Se trata del primer proyecto de desarrollo de la compañía que preside Antonio Brufau y dirige el católico Josu Jon Imaz en Alaska, donde está presente desde 2011. Pikka es un ‘megayacimiento’ del que controla el 49%, pues el 51% restante está en manos de la energética australiana Santos. Ambas compañías anunciaron la inversión de unos 2.555 millones de euros para el desarrollo de Pikka en agosto de 2022, estando al frente de la Casa Blanca el demócrata Joe Biden, un activo que supuso el mayor descubrimiento de petróleo en el país de los últimos 30 años.
Ahora se ha conocido que se han cumplido los plazos que se dieron cuando se anunció dicha inversión y que arranca la producción. De hecho, se prevé llegar a producir 80.000 barriles brutos al día de petróleo en el tercer trimestre del año y empezar a recibir los primeros ingresos por ventas en dicho periodo, con los socios (Repsol y Santos) alternando los envíos de cargamentos.

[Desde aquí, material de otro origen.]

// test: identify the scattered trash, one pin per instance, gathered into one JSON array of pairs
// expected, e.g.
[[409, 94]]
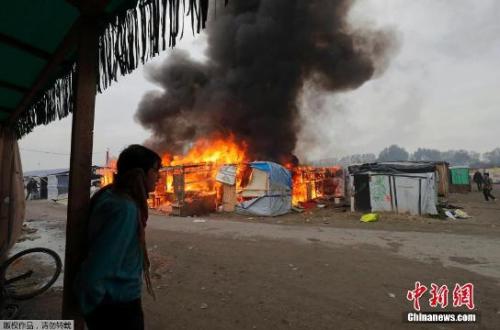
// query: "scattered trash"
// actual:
[[369, 217], [461, 214], [456, 214], [450, 215]]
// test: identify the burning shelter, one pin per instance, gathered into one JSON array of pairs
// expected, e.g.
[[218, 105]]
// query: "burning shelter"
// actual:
[[401, 187]]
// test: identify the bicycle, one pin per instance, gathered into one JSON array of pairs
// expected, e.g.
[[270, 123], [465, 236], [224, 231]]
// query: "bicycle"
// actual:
[[24, 277]]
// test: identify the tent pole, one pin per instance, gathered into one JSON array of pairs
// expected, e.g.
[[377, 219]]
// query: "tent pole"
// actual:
[[80, 163]]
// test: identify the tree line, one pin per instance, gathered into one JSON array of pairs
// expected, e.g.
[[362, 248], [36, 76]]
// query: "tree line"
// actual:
[[397, 153]]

El CEO de Repsol, Josu Jon Imaz, ha señalado que “hace unos años tomamos la decisión estratégica de desarrollar este activo, descubierto por la propia compañía en la región del North Slope. Hoy, esta apuesta empieza a dar sus frutos”. Asimismo, ha añadido que “la entrada en producción de Pikka contribuirá de forma decisiva a revitalizar la producción petrolera de Alaska tras décadas de declive y consolidará al proyecto como un importante centro de producción en la zona”. Un hito que refuerza el compromiso a largo plazo con el desarrollo energético en EEUU, especialmente en Alaska, y cabe destacar que la producción de Pikka equivaldrá al 19% de la producción actual de dicho estado, aportando los primeros nuevos volúmenes significativos de crudo en décadas, lo que contribuirá a revitalizar la industria, crear empleo y estimular la economía local.

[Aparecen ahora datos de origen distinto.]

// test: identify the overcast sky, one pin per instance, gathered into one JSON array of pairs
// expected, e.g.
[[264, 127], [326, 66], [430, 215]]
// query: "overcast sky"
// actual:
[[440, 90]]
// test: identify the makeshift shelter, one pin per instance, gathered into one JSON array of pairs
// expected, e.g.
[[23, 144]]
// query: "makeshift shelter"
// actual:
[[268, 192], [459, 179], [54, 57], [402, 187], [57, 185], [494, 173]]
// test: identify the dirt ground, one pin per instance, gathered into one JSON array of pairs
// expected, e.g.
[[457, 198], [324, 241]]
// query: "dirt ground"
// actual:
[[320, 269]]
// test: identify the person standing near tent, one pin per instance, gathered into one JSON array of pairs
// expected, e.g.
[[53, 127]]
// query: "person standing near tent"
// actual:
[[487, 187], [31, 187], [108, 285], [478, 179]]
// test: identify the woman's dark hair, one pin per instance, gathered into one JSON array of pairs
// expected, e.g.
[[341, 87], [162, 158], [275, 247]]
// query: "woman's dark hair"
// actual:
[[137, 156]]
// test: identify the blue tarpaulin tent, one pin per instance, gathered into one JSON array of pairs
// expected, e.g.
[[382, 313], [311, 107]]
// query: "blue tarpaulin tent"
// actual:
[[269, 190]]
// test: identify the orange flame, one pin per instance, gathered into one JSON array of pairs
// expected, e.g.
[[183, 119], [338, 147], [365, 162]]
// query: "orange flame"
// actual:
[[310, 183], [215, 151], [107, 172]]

En la primera fase del proyecto Pikka se han perforado 28 pozos de desarrollo y una vez termine, habrá 45 pozos operados desde una única plataforma de perforación, así como una planta de tratamiento de agua marina, un centro de operaciones remoto y oleoductos asociados a la infraestructura existente en la zona. A la actividad de producción al alza, se suma el crecimiento en exploración: el pasado noviembre, ya con el republicano Donald Trump ejerciendo su segundo mandato al frente de EEUU, se adjudicó 45 nuevas concesiones de explotación en una ronda estatal en Alaska, a las que se han sumado otras 42 el pasado marzo en la última ronda federal.

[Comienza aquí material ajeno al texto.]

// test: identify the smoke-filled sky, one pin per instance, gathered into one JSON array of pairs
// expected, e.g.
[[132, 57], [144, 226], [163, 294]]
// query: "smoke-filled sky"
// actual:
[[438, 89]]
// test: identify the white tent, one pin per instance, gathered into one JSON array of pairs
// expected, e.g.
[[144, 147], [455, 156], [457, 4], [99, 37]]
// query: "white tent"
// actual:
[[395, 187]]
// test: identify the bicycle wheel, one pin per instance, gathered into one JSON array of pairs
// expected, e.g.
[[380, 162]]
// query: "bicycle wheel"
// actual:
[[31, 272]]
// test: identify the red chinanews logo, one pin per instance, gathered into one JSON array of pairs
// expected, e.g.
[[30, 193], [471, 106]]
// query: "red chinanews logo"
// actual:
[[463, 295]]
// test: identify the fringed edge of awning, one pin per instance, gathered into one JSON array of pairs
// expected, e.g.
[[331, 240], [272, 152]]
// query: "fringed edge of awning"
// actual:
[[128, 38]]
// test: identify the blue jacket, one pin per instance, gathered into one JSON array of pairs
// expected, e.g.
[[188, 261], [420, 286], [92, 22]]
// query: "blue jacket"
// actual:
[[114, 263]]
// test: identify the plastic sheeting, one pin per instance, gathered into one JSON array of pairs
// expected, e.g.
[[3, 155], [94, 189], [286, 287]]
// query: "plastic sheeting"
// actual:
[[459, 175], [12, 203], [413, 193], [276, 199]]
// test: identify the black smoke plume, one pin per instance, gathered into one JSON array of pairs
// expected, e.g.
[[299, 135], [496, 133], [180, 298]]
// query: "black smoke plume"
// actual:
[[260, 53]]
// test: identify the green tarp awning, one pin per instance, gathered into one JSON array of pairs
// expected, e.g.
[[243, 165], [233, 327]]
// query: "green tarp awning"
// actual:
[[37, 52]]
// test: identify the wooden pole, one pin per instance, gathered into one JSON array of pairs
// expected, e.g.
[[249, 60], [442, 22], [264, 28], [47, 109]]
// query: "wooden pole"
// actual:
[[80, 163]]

Cabe recordar que en dicho mes, Repsol actualizó su estrategia para el periodo 2026-2028. En lo relacionado con el negocio de Exploración y Producción (más conocido como Upstream dentro del argot del sector petrolero) se mantiene la estrategia de apostar por la calidad y la rentabilidad, así como por la reducción de la intensidad de carbono. Tras haber reducido su exposición de 18 a 10 países, centrándose en los de mayores ventajas competitivas y posibilidades de crecimiento, la energética estima unas inversiones de 2.600-3.000 millones, de las que el 80% se centrarán en EEUU, con el objetivo de llegar a producir 580.000-600.000 barriles equivalentes de petróleo al día. Y para llegar a dicha cifra entrará en operación la primera fase de Pikka (estado de Alaska) y se incrementará la producción en Leon-Castile (Luisiana), Marcellus (Pensilvania) y Eagle Ford (Texas).